2. Extração e nanotecnologia: da bancada ao processo escalável
Quando a formulação envolve nanoemulsões, lipossomas ou ruptura celular, a variável crítica passa a ser a pressão — e, mais especificamente, a uniformidade dela. É aí que entram os homogeneizadores de alta pressão Genizer, construídos em torno da câmara de interação de diamante, capaz de gerar altas taxas de cisalhamento em um microcanal fixo.
A linha cobre desde o HandGenizer, manual, portátil e sem necessidade de energia elétrica ou ar comprimido — ideal para triagem de formulações em volumes de poucos mililitros — até o ManuGenizer, com até quatro bombas em paralelo e vazões de centenas de litros por hora para produção industrial. O ponto forte dessa arquitetura modular é a escalabilidade: os mesmos parâmetros de cisalhamento validados em bancada (NanoGenizer, até 45.000 psi) podem ser replicados em escala piloto e industrial, sem reformular o processo do zero.
3. Separação e quantificação: onde a precisão vira decisão
Esta é a etapa mais visível — e a mais exigente em termos de resolução e repetibilidade. Os sistemas UHPLC Chromai, com pressão de até 16.000 psi (1.100 bar) na linha Frontier e RSD de injeção ≤ 1%, foram desenhados para operações contínuas com múltiplos detectores (UVD, DAD, FLD, ELSD, RID e MS), rodando sob o software EyouLab CDS, compatível com FDA 21 CFR Part 11, GMP e GLP — essencial para laboratórios que respondem a auditoria.
Para análises complementares, a linha Hanon soma o HPLC K2025 (fluxo de 0,001–10 mL/min, até 62 MPa) e os sistemas GC-IMS — como o FlavourSpec®, para perfil de aroma, e o BreathSpec®, para biomarcadores voláteis no hálito —, ampliando o alcance do laboratório para além da cromatografia líquida convencional.
4. Determinação elementar e composição: Kjeldahl, Dumas e além
Determinação de nitrogênio e proteína ainda é rotina em alimentos, solos, fertilizantes e águas — e ainda consome tempo demais quando feita de forma manual. Os digestores e destiladores automáticos Hanon (linha Kjeldahl K9840/K9860/K1100F/K1160, e analisadores Dumas D50/D200 por combustão) automatizam essa etapa, reduzindo variabilidade entre analistas e liberando a equipe para outras análises.
5. Composição estrutural e elementar sem destruir a amostra
Por fim, há perguntas que a cromatografia não responde: qual é a composição metálica de uma liga, há metais pesados num sedimento, qual a espessura de um revestimento. Os analisadores portáteis de fluorescência de raios X (XRF) da LANScientific — como a série TrueX — fazem essa leitura de forma não destrutiva, direto em campo ou na bancada, cobrindo detecção de magnésio a urânio sem preparo complexo de amostra.

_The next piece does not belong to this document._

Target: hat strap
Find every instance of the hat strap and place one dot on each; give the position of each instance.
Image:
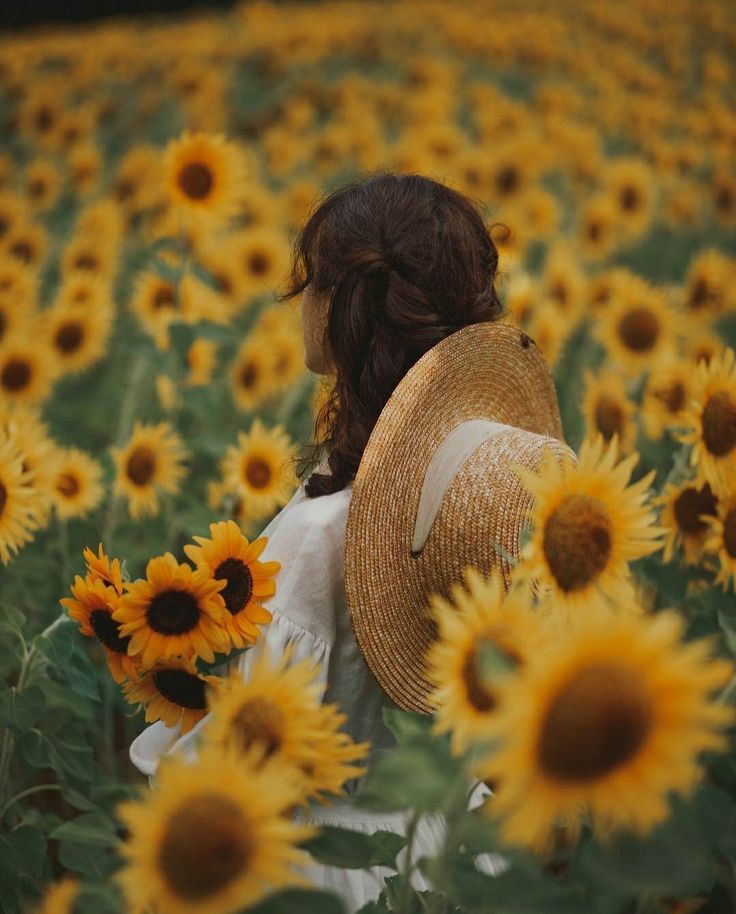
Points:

Uma jornada, um só parceiro
Nenhuma dessas cinco etapas funciona isolada — e é raro encontrar um único fornecedor que entenda todas elas ao mesmo tempo. É essa a proposta da O3LAB: representar tecnologia validada internacionalmente em cada elo dessa jornada, com suporte técnico local para instalação, calibração, IQ/OQ/PQ e desenvolvimento de método, para que a única coisa que sua equipe precise validar seja o resultado.
O portfólio O3LAB vai além dessas cinco frentes: inclui também os biorreatores de bancada e os Mini Spray Dryers da Unopex, usados em bioprocessos e na secagem por pulverização de formulações sensíveis à umidade — mais uma etapa coberta por uma tecnologia validada e suporte técnico local.